Depuis des décennies, le système éducatif français se heurte à un dilemme profond. L’objectif initial d’une éducation qui cultive l’autonomie intellectuelle a cédé la place à des mécanismes de conformisme et de standardisation.

Claude Meunier-Berthelot, juriste diplômée de l’Université Panthéon-Assas Paris II, révèle dans une analyse percutante que les élèves actuels ne sont plus formés à penser par eux-mêmes. « L’école ne transmet plus des savoirs, mais un programme rigide de comportements », explique-t-elle.

Les indicateurs sont clairs : une baisse marquée du niveau scolaire, une crise dans le recrutement des enseignants et une bureaucratie qui étouffe l’innovation pédagogique. De plus, les débats sur la place des questions sociales dans l’éducation deviennent des enjeux secondaires face à un besoin prioritaire de conformisme.

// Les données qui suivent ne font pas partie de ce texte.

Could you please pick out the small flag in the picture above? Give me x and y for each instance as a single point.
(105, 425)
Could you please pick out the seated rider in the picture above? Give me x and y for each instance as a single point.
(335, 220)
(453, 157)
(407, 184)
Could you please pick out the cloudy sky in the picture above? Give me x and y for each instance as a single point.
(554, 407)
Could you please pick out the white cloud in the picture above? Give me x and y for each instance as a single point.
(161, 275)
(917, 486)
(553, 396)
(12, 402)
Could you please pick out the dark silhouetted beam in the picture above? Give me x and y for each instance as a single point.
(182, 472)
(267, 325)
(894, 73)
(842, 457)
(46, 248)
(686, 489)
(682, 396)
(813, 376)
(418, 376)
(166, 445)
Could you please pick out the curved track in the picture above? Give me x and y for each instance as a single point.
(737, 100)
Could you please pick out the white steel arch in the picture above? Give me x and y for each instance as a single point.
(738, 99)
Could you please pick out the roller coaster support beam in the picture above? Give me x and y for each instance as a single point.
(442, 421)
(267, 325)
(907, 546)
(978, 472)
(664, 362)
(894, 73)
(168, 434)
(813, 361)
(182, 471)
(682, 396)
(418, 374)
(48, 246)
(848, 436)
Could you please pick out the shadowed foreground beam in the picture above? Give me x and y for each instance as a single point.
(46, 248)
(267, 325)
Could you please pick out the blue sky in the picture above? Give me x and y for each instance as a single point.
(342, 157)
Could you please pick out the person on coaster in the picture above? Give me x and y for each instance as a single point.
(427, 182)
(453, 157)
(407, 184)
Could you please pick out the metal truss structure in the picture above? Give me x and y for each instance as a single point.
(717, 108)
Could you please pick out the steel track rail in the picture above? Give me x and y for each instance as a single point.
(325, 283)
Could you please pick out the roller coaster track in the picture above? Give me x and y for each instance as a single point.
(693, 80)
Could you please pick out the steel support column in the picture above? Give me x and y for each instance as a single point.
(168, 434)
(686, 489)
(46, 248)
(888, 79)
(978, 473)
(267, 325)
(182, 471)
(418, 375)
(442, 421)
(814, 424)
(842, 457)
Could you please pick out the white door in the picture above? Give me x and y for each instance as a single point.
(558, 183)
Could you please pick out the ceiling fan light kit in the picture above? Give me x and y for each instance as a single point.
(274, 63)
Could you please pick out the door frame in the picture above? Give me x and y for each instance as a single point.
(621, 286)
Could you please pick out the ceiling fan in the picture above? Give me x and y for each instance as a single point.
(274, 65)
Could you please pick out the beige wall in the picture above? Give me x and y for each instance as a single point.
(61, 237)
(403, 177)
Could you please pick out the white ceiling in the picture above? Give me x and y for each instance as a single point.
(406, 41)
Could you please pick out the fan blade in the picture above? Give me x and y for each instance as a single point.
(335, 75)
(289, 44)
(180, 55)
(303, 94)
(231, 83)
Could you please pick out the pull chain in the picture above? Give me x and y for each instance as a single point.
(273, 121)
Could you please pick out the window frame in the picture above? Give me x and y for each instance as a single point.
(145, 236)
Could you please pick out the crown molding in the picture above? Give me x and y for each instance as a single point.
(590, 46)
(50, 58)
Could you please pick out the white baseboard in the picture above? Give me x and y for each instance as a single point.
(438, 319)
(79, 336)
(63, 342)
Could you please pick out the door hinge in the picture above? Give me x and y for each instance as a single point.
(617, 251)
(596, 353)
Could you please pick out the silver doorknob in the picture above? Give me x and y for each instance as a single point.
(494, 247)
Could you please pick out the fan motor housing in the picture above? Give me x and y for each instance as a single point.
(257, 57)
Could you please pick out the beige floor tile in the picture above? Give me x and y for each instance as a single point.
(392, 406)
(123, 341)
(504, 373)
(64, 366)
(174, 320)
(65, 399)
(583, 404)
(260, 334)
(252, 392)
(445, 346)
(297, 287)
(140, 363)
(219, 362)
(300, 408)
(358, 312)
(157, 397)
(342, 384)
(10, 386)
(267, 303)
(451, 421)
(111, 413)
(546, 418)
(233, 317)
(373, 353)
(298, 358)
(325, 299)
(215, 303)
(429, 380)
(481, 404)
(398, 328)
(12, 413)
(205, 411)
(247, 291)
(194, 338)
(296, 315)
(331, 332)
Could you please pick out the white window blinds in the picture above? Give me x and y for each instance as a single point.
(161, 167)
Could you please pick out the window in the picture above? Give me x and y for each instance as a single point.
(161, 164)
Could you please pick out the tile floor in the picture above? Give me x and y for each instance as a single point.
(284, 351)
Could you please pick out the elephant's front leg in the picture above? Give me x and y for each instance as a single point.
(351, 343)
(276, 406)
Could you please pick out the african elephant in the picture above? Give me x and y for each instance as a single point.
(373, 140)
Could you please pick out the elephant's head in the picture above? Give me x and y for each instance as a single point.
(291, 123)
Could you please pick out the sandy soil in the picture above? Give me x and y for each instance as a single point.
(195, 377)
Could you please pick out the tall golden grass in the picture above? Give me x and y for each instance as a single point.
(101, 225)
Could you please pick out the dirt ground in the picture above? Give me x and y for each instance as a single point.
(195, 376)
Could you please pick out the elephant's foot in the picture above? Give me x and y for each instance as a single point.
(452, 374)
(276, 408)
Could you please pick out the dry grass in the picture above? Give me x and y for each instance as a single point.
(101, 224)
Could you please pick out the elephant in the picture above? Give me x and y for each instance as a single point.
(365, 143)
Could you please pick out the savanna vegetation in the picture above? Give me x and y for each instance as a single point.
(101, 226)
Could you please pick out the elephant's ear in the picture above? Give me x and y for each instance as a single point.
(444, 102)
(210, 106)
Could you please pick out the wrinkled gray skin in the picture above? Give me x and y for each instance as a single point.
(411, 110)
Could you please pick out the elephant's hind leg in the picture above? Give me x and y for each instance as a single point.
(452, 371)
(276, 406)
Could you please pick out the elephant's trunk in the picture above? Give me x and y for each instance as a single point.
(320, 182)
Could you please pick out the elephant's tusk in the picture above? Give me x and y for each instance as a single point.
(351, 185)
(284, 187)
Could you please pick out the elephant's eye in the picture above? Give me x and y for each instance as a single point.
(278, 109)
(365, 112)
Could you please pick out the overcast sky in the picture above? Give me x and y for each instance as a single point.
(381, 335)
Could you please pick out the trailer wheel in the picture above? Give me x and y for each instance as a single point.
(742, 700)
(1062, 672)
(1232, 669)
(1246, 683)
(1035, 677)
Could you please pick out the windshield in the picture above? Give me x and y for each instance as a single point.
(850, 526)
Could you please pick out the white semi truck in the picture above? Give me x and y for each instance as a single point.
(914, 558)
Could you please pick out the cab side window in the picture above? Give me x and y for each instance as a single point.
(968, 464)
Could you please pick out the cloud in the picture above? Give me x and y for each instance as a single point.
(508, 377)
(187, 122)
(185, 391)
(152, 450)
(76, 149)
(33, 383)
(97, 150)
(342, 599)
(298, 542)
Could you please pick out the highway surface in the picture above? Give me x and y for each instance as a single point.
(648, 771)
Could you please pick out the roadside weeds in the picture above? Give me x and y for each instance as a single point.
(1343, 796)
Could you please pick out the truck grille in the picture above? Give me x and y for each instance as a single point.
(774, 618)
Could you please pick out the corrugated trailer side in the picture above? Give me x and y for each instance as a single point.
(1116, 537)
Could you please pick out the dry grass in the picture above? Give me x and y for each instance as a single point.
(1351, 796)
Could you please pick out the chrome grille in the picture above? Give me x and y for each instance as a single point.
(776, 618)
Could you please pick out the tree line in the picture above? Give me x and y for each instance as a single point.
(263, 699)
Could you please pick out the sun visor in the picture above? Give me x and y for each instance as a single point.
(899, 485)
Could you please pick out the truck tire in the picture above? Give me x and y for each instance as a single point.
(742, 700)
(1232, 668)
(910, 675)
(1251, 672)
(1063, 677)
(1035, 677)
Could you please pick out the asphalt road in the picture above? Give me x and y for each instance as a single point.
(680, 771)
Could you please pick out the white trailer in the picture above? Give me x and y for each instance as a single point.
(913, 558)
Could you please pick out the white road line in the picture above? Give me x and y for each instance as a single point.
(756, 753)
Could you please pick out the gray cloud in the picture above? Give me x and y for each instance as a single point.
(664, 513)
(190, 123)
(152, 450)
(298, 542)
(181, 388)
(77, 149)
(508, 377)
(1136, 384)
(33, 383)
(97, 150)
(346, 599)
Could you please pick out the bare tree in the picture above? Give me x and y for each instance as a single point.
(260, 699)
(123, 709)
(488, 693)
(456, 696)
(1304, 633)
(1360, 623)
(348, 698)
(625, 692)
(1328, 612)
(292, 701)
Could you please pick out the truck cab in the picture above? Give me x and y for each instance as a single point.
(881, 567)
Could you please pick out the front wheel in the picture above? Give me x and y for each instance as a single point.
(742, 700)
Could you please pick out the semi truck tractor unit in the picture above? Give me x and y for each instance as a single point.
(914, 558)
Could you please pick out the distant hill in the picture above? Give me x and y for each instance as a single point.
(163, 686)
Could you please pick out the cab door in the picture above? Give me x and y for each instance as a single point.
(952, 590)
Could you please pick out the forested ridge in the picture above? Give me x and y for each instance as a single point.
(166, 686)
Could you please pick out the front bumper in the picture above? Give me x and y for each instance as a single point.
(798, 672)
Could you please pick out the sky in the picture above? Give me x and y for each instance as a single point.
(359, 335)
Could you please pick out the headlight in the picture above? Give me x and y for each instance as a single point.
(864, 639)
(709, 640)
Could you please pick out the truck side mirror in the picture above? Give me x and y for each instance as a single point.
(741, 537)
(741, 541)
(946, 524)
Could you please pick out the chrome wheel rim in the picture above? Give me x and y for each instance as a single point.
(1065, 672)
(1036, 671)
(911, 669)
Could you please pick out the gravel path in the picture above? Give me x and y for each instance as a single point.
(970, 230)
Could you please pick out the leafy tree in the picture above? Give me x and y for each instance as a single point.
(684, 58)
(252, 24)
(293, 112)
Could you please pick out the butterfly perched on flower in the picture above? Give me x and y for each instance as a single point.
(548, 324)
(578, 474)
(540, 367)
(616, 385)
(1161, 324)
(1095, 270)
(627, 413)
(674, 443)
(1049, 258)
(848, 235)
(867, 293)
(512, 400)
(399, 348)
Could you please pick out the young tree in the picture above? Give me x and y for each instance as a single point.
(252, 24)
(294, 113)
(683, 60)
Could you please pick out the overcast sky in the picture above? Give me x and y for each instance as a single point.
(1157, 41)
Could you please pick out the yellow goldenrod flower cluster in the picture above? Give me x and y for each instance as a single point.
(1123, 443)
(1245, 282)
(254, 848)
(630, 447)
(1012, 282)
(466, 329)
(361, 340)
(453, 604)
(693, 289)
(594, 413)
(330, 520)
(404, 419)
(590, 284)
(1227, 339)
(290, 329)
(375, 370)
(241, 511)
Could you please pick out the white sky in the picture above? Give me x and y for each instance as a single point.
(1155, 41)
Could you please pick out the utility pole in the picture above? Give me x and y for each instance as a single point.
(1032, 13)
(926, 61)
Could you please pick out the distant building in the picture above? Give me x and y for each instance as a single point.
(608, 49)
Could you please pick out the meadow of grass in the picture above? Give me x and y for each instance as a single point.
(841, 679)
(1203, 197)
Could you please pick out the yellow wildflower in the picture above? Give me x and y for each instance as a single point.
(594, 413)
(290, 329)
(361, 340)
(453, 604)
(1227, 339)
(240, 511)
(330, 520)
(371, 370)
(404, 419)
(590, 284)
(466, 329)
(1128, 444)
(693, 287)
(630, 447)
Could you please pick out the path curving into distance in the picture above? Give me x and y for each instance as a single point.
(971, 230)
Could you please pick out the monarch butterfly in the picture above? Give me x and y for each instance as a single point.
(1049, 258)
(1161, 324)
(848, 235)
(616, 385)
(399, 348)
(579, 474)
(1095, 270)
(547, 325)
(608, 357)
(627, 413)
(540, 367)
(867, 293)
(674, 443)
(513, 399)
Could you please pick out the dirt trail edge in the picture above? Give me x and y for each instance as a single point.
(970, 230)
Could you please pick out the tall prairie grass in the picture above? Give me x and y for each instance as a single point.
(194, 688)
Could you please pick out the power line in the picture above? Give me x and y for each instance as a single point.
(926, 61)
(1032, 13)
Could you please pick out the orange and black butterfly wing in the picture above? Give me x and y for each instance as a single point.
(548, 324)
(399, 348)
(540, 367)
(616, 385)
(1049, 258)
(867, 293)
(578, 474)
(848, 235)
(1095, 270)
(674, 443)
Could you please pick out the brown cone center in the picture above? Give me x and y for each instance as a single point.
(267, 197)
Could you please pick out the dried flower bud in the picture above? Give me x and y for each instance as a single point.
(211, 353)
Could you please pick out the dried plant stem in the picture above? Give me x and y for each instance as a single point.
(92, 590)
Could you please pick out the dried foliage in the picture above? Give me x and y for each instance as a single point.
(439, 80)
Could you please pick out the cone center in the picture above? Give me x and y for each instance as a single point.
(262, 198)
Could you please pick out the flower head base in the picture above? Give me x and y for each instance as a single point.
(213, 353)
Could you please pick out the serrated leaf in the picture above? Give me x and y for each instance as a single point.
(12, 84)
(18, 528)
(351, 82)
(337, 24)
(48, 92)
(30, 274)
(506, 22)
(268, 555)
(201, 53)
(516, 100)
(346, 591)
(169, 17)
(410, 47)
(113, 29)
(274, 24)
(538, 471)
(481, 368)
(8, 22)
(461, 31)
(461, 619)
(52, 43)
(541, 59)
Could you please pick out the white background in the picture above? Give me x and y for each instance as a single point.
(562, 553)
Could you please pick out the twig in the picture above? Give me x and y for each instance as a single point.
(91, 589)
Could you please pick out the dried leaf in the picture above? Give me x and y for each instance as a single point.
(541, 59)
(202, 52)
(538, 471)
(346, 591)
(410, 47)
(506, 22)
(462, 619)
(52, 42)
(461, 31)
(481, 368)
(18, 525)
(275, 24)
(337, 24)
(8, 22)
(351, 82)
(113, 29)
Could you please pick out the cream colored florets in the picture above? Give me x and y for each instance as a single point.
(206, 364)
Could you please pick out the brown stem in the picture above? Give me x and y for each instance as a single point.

Meunier-Berthelot interroge alors la frontière entre éducation et idéologie : Quand la transmission de valeurs devient-elle une orientation des consciences ? Qui décide ce que doivent apprendre les enfants, l’État ou les enseignants ?

L’analyse montre un système éducatif qui n’a plus d’autre objectif que de structurer le mental des jeunes selon des modèles préétablis. Une situation critique pour la société française. Ce débat urgent exige une réflexion profonde avant que les générations futures ne soient définitivement programmées.